(Mevlana Hazretleri Şems Hazretlerinin yanlış yere ve
kişilerin arasına gitmesine engel olmak gerektiğini anlatıyor)
940-
Gözümün nuru olan canlara (Mevlevilere) söyle;
Gene
tövbelerin bozulacağı zaman geldi.
Gönül
bezeyen güzelimin bakışları, güzellik davulunu çalmaya başladı mı tövbekarlar
binlerce tövbeyi bozarlar, binlerce yemine boş verirler.
Sevgili
sarhoş, harap;
Bugün
neşe, zevk, çalgı-çağanak günü;
Artık
sarhoşluktan, şuhluktan başka ne yapabilirler?
Sen
söyle.
Aklın
kulağına dedim ki:
“ İnat etme, yüzünün suyu dökülmeden (Şerefini,
itibarını ayaklar altına alıp yalvarmadan yakarmadan)
git;
Çünkü şu anda, Kafdağı bile olsan kökünden söker-atarlar seni”
Şarap
satan pir nice zamandır hırkasını rehin etti, bugün meyhane mahallesinde herkes
iyi mi iyi, güzel mi güzel.
Hadi
a can çalgıcısı, o madene mensup küpü al da ten-tene ten-ten diye okşamaya
başla;
Çünkü
sen olmadıkça herkes tensiz, bedensiz.
Yüzük
taşı gibi gel, âşıkların halkasında yurt edin;
Çünkü
âşıklar halkasından başka her topluluk, her toplum, sınamalara düşer durur.
Bütün
erlerin canına and olsun, âşık olmayan herkes, mana bakımından kadındır;
Hem
de bak da gör, ne çeşit kadındır onlar, ne çeşit sözlere dalıp gitmişlerdir.
Bütün
canların canına and olsun, kimde o can yoksa tenden ibarettir.
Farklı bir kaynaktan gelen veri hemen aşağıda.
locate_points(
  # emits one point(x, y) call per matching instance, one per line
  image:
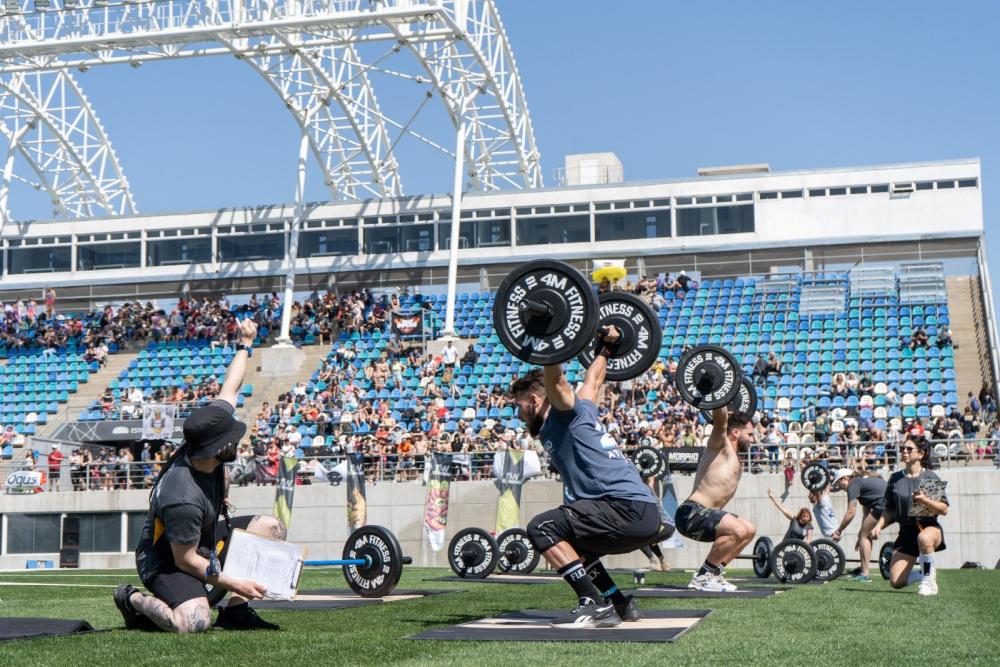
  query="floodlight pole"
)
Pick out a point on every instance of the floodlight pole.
point(284, 340)
point(456, 223)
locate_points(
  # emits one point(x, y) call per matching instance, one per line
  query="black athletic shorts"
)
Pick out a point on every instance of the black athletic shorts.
point(906, 540)
point(697, 522)
point(596, 527)
point(175, 587)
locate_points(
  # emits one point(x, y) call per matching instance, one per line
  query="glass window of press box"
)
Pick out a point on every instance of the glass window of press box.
point(99, 256)
point(476, 234)
point(381, 240)
point(44, 259)
point(632, 225)
point(556, 229)
point(100, 531)
point(710, 220)
point(251, 247)
point(33, 533)
point(193, 250)
point(328, 243)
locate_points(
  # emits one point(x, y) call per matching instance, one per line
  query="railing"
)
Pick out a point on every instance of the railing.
point(478, 465)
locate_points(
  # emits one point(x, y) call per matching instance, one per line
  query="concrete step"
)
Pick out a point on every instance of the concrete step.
point(972, 367)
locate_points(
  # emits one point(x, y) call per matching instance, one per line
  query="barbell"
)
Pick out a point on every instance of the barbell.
point(798, 562)
point(372, 562)
point(546, 313)
point(475, 554)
Bak da gör, ne
örmedeler, nasıl susup durmadalar.
Bundan
daha ak nedir ki dedin;
Sus,
sus;
Yasemin
bile olsalar bahtları yoktur aşağılık kişilerin.
*
Neler öğrendik:
1.
Şems Hazretlerini
Mevlana Hazretlerinin misafir ederek hizmet ettiğini, bütün Mevlevilerin
hazreti rahat ettirmek istediklerini öğrendik.
2.
Bazen rahatın
sevilen yerin bile sıkıntı verdiğini, uzaklaşma isteği doğurduğunu öğrendik.
*
İşte
böyle yaren;
Canı
olanın, canın değerini bilenlerin içinde kalmasının, aşağılık kişilerin içine
gitmemesi gerektiğini, vücuduna düşkün olanların her türlü pisliğe karışmak
tehlikesinde olduğunu öğrendik, anladık.